SPECIAL TOPICS IN ADVERTISING
This course allows students to sample a range of topical offerings in advertising that have included Media Planning, Advertising in the Digital Age, Ad Copywriting, Advanced Advertising Campaigns, Consumer Promotions, and Psychology of Advertising. Topics for this concentration might include: Media Planning for Latino Markets, Ad Copywriting for Latino Markets, The Advertising Industry in Latin America.
SPECIAL TOPICS IN PUBLIC RELATIONS
This course allows students to sample a range of topical offerings in public relations that have included International Communication and PR, Event Planning, and Study Abroad. In addition to these topics, new topics for this concentration might include Media Relations in Latin America, The Use of Social Media Among Latinos, Marketing PR Strategies for Latino Markets, and other Latino relevant topics.
PRAD 255 is a prerequisite for this class.
MARKETING ACROSS CULTURES: A CULTURAL PERSPECTIVE ON MULTICULTURAL MARKETS
The course is designed to challenge students to think critically about culture and international marketing, with an emphasis and perspective on multicultural markets. The course is structured to examine cross-cultural and intercultural approaches that intertwine with the international business environment and the impact that both have on the marketing of goods and services.
MKT 202, MKT 301 and MKT 310 are a prerequisite for this class.
ADVANCED COMMUNICATION INTERNSHIP
This course is for communication majors and minors who meet eligibility requirements. Students will learn career planning skills, explore the organizations in which they work, gain an understanding of how they contributed to their organizations, and discuss societal and world issues, as they affect their workplaces. Students are required to work 10 hours per week while enrolled in the course. Students must cmplete the Communication Internship orientation workshop. Students registering for a hybrid section must also attend five 2-hour class meetings.
COMMUNICATION INTERNSHIP SPECIAL TOPICS
This course is for students who wish to receive academic credit for a second or third internship. Must be a Communication major or minor who has completed CMN 394 or ISP250 and meets eligibility requirements. Must be taken concurrently with an internship. Topics include building and managing a communication career, effective networking, and leadership development.
LATINO MEDIA AND DIGITAL CULTURE LITERACY
This course explores Latino media literacy from a local, national, transnational and bilingual perspective.
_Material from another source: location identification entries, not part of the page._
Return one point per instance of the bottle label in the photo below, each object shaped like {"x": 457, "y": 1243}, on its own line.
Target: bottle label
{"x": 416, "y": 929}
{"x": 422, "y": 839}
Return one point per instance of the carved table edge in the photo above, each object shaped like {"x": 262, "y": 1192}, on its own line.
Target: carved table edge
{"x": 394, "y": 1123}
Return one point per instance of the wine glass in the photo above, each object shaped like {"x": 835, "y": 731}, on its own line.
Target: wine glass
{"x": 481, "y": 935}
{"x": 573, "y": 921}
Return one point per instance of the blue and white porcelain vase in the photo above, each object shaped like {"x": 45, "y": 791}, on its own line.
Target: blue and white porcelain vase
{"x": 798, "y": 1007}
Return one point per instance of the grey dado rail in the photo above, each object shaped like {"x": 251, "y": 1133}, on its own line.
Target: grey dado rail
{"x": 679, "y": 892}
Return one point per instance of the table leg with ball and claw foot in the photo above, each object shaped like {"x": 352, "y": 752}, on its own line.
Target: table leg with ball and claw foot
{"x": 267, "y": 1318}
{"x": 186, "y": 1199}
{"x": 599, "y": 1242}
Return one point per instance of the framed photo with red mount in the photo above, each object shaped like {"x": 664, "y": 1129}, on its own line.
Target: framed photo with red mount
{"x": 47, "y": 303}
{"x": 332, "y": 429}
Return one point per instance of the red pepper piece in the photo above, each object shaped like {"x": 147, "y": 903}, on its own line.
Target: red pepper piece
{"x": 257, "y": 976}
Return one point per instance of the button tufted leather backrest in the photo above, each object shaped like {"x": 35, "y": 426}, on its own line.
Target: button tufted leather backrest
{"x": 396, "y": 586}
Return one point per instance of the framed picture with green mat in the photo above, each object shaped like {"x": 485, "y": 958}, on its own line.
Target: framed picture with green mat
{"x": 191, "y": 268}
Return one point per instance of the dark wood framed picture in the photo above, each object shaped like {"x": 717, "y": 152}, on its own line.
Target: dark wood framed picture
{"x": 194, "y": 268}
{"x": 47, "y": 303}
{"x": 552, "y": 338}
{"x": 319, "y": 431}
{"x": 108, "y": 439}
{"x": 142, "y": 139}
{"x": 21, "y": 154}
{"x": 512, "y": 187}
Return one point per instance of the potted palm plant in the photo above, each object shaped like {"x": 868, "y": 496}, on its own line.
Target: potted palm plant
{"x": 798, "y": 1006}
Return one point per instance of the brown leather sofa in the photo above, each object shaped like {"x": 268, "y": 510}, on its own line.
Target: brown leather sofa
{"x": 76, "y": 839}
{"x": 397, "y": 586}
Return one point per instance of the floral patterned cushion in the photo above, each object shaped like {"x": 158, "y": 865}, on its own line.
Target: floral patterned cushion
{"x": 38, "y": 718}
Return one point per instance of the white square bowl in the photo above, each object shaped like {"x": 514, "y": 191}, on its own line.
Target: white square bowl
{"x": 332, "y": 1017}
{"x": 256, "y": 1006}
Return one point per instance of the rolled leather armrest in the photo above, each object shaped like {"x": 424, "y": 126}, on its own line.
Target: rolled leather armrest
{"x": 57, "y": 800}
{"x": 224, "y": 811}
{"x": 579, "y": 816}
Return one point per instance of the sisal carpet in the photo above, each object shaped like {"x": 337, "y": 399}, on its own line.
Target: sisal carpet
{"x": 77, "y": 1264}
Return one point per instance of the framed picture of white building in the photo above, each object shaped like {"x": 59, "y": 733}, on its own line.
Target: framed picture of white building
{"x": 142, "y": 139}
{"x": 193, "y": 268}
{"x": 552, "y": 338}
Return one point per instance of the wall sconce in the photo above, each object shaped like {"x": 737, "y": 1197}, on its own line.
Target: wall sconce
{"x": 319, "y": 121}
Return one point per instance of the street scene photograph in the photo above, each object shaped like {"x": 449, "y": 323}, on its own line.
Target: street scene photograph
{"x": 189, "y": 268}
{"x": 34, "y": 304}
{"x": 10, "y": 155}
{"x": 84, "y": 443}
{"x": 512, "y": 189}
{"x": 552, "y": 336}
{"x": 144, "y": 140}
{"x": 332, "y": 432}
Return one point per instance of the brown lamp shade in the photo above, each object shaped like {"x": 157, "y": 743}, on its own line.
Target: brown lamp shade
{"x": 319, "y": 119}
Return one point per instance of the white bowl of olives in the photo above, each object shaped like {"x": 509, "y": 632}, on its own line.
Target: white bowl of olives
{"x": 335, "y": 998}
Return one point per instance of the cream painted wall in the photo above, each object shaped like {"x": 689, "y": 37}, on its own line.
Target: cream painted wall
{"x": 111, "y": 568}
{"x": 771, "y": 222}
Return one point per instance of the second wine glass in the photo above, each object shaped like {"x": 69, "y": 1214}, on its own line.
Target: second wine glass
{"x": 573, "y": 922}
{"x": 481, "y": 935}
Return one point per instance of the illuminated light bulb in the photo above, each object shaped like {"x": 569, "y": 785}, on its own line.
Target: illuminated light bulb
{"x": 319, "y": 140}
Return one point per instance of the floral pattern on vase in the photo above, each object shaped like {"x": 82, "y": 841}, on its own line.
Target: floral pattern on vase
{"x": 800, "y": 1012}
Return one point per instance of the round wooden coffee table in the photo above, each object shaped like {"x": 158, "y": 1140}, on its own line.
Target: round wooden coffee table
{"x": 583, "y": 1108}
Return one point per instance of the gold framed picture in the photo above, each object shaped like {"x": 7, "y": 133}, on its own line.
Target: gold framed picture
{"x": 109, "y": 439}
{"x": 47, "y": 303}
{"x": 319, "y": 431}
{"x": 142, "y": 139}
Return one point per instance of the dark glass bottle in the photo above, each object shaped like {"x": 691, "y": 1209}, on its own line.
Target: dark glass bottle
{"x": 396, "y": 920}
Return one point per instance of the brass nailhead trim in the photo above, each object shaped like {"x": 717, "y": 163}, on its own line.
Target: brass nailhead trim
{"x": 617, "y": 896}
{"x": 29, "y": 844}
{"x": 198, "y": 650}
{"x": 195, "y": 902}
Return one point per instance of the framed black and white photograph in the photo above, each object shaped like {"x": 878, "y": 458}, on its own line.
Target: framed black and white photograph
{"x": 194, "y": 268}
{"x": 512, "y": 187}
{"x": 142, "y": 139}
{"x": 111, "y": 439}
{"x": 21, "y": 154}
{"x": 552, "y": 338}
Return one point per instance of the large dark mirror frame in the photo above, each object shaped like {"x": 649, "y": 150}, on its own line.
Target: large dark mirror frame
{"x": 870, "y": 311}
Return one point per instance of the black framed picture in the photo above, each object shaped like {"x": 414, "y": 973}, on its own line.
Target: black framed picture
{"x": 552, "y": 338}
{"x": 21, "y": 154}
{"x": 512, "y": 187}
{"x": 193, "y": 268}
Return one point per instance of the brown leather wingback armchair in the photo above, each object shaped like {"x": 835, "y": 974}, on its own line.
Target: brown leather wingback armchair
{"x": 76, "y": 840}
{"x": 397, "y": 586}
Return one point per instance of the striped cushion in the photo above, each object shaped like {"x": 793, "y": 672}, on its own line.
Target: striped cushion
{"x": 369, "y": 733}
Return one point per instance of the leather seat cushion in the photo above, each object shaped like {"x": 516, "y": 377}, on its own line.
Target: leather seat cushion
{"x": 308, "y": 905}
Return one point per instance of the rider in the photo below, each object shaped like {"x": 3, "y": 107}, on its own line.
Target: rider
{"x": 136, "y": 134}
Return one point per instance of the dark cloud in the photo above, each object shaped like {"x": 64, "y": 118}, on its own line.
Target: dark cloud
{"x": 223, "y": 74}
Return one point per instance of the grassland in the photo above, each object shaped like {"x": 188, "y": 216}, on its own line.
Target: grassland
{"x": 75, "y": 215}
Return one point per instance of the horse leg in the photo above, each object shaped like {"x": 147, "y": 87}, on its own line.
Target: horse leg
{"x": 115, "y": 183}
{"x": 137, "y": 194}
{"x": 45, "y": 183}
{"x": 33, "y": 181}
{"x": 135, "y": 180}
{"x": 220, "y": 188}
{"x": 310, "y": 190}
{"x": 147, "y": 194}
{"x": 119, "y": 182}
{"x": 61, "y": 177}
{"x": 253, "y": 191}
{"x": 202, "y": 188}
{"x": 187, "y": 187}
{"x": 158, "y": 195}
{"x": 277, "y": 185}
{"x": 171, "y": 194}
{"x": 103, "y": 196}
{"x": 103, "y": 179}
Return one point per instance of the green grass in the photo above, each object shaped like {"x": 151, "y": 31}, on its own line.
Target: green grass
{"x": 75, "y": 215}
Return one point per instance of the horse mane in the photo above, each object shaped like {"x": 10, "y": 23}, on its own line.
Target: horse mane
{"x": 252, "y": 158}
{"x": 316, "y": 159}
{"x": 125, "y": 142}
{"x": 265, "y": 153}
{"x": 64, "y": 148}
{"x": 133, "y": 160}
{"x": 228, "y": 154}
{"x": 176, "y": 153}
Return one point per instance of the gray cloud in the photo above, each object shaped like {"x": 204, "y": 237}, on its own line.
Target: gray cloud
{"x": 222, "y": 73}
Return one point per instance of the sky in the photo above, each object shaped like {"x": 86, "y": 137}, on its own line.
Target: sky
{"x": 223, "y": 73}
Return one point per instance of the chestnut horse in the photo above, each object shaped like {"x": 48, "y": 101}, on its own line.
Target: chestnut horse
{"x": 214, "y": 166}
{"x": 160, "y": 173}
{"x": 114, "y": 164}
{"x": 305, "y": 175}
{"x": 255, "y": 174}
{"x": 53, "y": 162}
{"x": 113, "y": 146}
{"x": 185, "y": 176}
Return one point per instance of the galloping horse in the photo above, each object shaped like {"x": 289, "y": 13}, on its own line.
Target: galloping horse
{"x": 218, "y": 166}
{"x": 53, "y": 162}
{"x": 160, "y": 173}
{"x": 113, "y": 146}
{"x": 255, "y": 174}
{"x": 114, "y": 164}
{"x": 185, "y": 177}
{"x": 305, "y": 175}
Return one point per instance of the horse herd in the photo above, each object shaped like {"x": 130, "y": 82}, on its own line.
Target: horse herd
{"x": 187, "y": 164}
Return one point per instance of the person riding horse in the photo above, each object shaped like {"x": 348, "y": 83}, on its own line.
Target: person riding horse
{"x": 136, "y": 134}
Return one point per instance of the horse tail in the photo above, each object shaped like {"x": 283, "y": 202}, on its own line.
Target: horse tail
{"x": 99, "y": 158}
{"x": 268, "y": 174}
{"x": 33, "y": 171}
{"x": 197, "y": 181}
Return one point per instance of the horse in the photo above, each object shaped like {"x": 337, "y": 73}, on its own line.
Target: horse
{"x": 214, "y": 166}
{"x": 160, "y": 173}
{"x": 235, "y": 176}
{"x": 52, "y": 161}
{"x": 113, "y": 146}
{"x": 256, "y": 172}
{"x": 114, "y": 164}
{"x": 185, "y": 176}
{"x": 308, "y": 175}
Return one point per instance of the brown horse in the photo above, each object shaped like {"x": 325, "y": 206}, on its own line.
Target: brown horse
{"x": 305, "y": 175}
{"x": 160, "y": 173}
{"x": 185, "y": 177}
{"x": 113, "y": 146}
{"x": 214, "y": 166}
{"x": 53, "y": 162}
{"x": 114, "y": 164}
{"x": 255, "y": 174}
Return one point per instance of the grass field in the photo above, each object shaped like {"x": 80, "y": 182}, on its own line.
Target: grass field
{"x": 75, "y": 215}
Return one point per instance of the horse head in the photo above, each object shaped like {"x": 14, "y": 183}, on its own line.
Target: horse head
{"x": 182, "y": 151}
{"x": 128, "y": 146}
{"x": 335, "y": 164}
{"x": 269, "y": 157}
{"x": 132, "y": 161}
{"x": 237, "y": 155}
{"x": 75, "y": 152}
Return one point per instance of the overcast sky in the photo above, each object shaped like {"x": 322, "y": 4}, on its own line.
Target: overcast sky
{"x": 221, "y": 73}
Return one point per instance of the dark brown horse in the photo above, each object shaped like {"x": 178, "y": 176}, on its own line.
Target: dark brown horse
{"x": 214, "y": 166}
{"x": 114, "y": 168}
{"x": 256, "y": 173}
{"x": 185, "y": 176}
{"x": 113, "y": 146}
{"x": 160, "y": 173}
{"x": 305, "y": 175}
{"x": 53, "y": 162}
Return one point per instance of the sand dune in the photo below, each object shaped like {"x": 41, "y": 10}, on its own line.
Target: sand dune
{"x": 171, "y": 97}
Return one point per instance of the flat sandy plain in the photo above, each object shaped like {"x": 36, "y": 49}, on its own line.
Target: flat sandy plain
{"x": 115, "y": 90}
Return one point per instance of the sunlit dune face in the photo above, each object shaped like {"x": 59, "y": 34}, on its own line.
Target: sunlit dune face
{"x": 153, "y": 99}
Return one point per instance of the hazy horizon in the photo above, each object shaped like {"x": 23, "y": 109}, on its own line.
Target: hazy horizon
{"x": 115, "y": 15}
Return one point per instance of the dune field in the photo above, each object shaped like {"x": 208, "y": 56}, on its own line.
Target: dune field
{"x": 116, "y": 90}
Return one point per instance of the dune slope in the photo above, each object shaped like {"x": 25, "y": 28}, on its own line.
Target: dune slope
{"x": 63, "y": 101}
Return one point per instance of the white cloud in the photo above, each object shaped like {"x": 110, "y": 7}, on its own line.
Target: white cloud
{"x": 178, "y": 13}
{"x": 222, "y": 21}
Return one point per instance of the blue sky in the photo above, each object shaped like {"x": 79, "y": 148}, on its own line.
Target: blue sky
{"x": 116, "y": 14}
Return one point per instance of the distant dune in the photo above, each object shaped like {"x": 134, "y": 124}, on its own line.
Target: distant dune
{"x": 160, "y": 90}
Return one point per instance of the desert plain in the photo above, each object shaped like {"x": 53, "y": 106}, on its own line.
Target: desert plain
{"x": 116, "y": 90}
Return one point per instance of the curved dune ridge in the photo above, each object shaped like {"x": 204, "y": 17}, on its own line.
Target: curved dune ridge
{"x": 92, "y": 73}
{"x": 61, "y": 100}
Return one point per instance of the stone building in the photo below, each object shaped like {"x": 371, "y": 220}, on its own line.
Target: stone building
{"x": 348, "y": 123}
This is a Junior Year Experiential Learning (JRYR) course, and as such requires 25 hours of service.
PERSPECTIVES ON COMMUNITY SERVICE
This course explores the relationship between social justice movements and non-profit organizations in the U.S. by providing a structure within which students can learn about issues and theory and the organizational settings in which they are serving.
SPECIAL TOPICS IN COMMUNITY SERVICE STUDIES
Special topics in Community Service Studies are designed to cover emerging or specialized issues in community service, development, nonprofit management, and/or social and global responsibility.